An Amazon spokeswoman did not immediately respond to CNBC's request for comment.

Last year's Prime event was the first of its kind for the website, drumming up excitement among shoppers during what's typically a slow month for retailers. After its inaugural event, which promised a greater number of deals than Black Friday, Amazon Prime Vice President Greg Greeley said it would "definitely be doing this again."

While many expect this year's sale to once again take place in mid-July, Amazon has been mum on the details. Some have speculated that the site could run two separate Prime Day events.

Even before Black Friday rolled around last year, the seller of everything from baby food to name-brand dresses came under fire for peddling items at lower prices in the days after the event. The small version of the Fitbit Charge HR, for example, was listed on Amazon for about $143 on Prime Day, including a $25 gift card on a future purchase. The following day, that same Fitbit was being sold on the site for about $117.

Shoppers were also disappointed by many of the products that were discounted on Prime Day, which skewed toward everyday or outdated items, including a chef's hat.

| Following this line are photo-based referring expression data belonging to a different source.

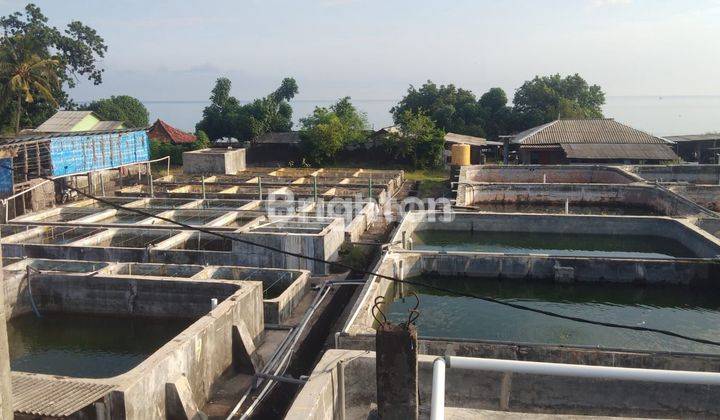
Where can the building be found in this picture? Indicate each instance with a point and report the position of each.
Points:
(590, 141)
(701, 148)
(27, 160)
(164, 132)
(480, 148)
(77, 121)
(275, 147)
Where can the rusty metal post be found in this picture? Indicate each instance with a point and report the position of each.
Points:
(396, 371)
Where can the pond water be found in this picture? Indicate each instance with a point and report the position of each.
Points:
(694, 312)
(565, 244)
(86, 346)
(573, 208)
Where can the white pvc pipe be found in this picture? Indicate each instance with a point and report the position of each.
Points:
(437, 402)
(584, 371)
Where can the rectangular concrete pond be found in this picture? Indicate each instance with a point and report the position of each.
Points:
(561, 244)
(112, 343)
(686, 310)
(558, 235)
(85, 345)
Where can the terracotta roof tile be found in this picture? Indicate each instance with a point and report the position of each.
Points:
(176, 135)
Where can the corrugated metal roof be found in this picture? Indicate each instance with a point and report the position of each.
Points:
(464, 139)
(62, 121)
(13, 141)
(587, 131)
(53, 397)
(694, 137)
(176, 135)
(108, 125)
(290, 137)
(619, 151)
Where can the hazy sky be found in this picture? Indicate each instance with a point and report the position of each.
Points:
(173, 50)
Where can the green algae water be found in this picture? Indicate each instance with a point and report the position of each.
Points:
(693, 312)
(566, 244)
(574, 208)
(86, 346)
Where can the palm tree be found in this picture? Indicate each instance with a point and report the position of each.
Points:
(26, 77)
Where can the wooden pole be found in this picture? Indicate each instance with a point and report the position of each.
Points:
(396, 371)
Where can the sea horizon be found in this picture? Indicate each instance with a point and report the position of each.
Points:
(662, 115)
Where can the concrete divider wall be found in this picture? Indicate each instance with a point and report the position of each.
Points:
(632, 196)
(564, 174)
(485, 390)
(694, 174)
(702, 244)
(704, 195)
(127, 297)
(201, 353)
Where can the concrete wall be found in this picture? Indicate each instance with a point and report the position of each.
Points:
(214, 161)
(200, 353)
(563, 174)
(657, 199)
(6, 408)
(478, 390)
(694, 174)
(699, 242)
(704, 195)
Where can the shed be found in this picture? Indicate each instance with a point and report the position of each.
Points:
(590, 140)
(164, 132)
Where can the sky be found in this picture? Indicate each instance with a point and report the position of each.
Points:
(174, 50)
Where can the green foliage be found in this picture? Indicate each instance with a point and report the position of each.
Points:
(418, 142)
(120, 108)
(538, 101)
(544, 99)
(160, 149)
(202, 142)
(226, 117)
(24, 78)
(327, 131)
(452, 109)
(77, 50)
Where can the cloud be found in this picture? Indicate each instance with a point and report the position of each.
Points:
(334, 3)
(610, 3)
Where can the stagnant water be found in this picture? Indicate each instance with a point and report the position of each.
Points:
(86, 346)
(566, 244)
(694, 312)
(573, 208)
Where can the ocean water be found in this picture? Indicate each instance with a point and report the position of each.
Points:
(660, 115)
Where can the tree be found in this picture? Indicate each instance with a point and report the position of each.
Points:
(327, 131)
(77, 49)
(26, 77)
(419, 141)
(121, 108)
(226, 117)
(544, 99)
(497, 114)
(202, 142)
(450, 108)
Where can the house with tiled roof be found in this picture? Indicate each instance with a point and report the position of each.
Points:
(164, 132)
(597, 140)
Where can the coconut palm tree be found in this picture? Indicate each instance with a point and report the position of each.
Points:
(26, 77)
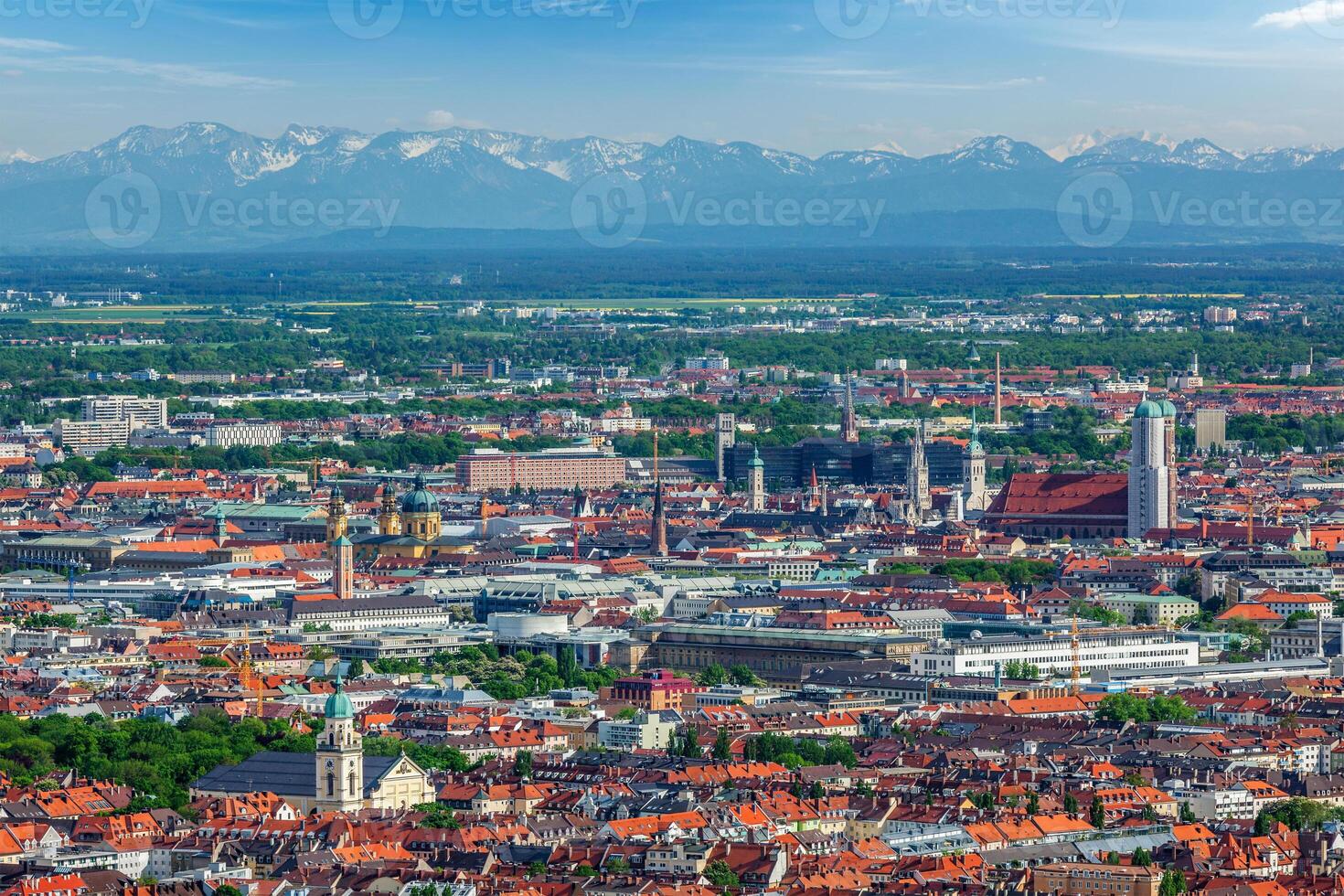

"Some deals will continue today on the few items that did not sell out," Amazon spokeswoman Julie Law said at the time. "In addition to offering our customers great value through Prime Day deals, we are working to always offer our customers low prices on all products, every day."

In any case, the event was a hit for the company. Amazon said it sold more products on Prime Day than its biggest Black Friday ever. It also had more new members try Prime worldwide than any day in its history — arguably the bigger win for the event.

Annual Prime memberships cost $99 a year, and encourage shoppers to make more of their purchases through the site. In April, the website started offering a monthly membership for $10.99.

"The goal of the event was multifaceted," Gregorski said. "Yes, Amazon succeeded in driving sales, but their focus was also to incentivize consumers to subscribe to a Prime membership."

As of March, Cowen and Co. analyst John Blackledge estimated about 44 million U.S. households subscribed to Prime, up 33 percent compared with the prior year.